Tuesday was a record breaking day here in this blog. So many people coming, so much happening, that a few blogposts were placed on hold. Now I’ll just make a miscellaneous post, starting with Javno’s take on Fallout 3 and Fallout:
Out of the blue, the executive producer of Fallout 3, Todd Howard, on March 22 ceased a cease-fire between Bethesda, nosey journalists and crazed Fallout fans, saying coldly that the creation of the third part of the trilogy has been completed.
Er not quite, and the article has an incredible amount of errors. Still this idea is rather unique:
What Hitchcock is to film, Shakespeare to literature and Rolling Stones to music, Fallout is to video games. Evergreen in nature, the post-nuclear role playing game (RPG) at one point, without restraint and compromise, broke all known criteria, ignored all limitations and bravely offered a healthy dose of madness that can affect a person’s maturing of character in the same manner as Lucas’s balancing of the Force.
Speaking of not so well thought out articles there’s this piece at Crispy Gamer:
Somehow, lost within all of this concern was a simple fact to which I should have paid more attention: Oblivion, though not without its flaws, is the single best game that I have played in nearly four years. It’s better than BioShock, better than Mass Effect, better than the Half-Life 2 episodes and certainly better than fun-but-less-inspired titles like Gears of War. It is, in fact, the best game I’ve played since the original Half-Life 2, which was in turn the best game I’d played since Deus Ex (released in 2000, and still my favorite game of all time). You may not put Oblivion on quite so high a pedestal, and that’s an individual choice I won’t begrudge you, but almost any rational gamer will admit that it’s a fine example of the craft.[…]
I believe Fallout 3 is going to rock. I’m telling you this not because a developer asked me to, or because a publisher paid me to. I can’t name a single member of the development team, nor do I have any further information than what is publicly available.

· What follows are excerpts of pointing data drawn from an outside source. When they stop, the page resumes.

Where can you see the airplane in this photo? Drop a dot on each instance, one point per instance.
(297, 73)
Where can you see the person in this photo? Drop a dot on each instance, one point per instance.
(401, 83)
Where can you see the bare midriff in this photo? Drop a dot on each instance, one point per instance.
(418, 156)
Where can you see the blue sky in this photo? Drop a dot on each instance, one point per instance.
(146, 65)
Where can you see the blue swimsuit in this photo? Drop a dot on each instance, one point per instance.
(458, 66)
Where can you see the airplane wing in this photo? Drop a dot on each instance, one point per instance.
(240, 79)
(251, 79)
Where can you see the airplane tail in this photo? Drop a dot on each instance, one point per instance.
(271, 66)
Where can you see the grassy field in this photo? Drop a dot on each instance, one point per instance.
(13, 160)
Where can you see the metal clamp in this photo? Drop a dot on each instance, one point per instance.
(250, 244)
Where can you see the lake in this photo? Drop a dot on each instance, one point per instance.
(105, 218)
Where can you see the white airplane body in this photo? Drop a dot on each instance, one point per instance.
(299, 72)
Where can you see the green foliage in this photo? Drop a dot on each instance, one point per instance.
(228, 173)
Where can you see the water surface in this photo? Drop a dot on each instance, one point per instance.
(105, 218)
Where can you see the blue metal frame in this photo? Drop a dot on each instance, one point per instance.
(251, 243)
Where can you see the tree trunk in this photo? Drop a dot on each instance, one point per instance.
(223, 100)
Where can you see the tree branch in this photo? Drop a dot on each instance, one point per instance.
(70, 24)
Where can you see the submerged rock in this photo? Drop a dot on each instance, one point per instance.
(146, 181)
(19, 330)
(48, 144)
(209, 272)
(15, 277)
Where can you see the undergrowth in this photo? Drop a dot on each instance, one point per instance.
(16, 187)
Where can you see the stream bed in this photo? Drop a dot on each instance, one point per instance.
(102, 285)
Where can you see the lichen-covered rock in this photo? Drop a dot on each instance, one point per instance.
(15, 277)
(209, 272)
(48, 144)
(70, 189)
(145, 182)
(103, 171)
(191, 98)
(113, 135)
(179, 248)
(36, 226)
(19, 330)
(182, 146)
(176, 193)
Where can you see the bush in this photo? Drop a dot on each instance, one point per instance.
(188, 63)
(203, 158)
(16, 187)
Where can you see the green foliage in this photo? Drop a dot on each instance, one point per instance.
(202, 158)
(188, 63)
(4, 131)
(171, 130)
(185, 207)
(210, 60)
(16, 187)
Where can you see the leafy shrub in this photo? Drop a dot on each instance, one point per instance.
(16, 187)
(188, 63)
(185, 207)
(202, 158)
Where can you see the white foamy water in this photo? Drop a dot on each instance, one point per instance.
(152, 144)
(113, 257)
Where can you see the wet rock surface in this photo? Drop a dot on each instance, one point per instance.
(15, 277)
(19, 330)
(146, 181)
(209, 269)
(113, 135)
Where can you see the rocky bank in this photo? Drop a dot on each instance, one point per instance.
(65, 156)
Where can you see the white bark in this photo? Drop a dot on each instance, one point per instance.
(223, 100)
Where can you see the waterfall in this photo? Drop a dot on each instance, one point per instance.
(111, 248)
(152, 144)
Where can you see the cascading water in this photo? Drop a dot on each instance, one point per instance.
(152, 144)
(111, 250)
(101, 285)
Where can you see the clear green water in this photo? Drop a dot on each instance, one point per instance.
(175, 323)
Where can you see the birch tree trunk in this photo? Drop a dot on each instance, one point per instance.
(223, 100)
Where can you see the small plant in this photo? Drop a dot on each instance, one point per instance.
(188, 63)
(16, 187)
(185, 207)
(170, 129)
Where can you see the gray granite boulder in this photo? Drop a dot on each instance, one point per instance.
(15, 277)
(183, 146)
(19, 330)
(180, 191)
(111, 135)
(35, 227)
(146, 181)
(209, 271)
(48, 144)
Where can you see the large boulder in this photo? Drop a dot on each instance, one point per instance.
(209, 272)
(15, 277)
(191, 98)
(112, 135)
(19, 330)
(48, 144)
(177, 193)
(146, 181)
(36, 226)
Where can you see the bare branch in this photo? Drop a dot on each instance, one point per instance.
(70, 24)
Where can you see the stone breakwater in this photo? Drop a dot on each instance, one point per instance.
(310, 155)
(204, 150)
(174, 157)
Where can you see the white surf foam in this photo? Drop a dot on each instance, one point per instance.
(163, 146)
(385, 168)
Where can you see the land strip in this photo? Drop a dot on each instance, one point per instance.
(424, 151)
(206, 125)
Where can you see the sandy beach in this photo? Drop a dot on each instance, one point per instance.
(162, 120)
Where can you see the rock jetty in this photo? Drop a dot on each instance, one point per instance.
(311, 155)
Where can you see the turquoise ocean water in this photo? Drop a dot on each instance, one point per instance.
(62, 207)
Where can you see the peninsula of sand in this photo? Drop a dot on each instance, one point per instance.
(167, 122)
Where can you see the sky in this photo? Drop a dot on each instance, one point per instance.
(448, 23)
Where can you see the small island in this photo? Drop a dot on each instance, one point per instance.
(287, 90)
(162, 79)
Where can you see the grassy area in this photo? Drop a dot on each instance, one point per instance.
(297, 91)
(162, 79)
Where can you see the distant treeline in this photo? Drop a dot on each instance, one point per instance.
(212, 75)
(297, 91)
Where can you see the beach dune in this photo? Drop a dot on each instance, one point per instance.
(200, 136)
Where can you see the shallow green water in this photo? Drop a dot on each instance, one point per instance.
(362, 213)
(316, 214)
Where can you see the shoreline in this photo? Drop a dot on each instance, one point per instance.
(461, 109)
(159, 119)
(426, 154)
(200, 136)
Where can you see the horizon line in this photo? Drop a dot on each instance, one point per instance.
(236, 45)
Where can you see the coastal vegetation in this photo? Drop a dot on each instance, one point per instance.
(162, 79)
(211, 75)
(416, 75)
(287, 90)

I’ve never seen the game in action, and I know next to nothing about the plot. I work in the gaming industry, yes, but in this instance I am simply a gamer, analyzing what I know and what information is available to make a conclusion.
So he doesn’t know a thing about the game but already made up his mind because Oblivion rocked? Ok then, point taken, still Chris Buecheller shouldn’t talk of rationality regarding Oblivion, and then ask for leaps of faith (inherently irrational) regarding Fallout 3, that’s pretty contradictory.
Moving along there’s this interview with Jay Barnson at RPGWatch that, although it has nothing to do with Fallout, I recommend. Just because I always recommend everything from the mind behind Tales of the Rampant Coyote:
RPGWatch: So, your current indie project is Frayed Knights – what is it and what is it all about?
Jay Barnson: Frayed Knights is Rampant Games’ upcoming comedy-based fantasy RPG. It’s a blend of old-school style (first-person, turn-based, party-based adventures like Wizardry, The Bard’s Tale, Dungeon Master, and Might & Magic) with “real” 3D graphics, a healthy dose of character-based humor, and some quirky gameplay innovations. It’s part parody, part homage to both CRPGs and pen-and-paper RPGs.
It’s primarily a story about four misfit adventurers in a world that tries to justify all the weird things that happens in RPGs. The world of Frayed Knights is one with a subset of the population that were “adventurers” and acted like Player Characters tend to act. Which is to say, often amoral, ruthless, and greedy. Most of the time.
However, the adventurers are starting to die off. That in itself is not too surprising – the life of an adventurer is often short but exciting. But something is changing, and the rate of “morts” (deaths) is becoming alarmingly high. Plus, there are rumors of an “Ancient Evil™” rising out in the boonies. Things are going bad for the “adventurer community.”
But the Frayed Knights – themselves pretty much the laughingstock of adventurers everywhere – may be the only ones who can save them.
Jay is great, always.
Finally I’m adding Retro Thing to the blogroll:
Retro thing is an independent vintage gadget website run by a team of renegade elves with bases in Calgary and Chicago (I guess wanna-be job applicants should live somewhere that follows the pattern: Cardiff, Copenhagen, Calcutta…). Each month we present a never-ending stream of classic and almost-classic gizmos and books. OK, so I made up the bit about the team of elves. Everything else is true, though.
They also have an incomplete FAQ. Welcome to the club.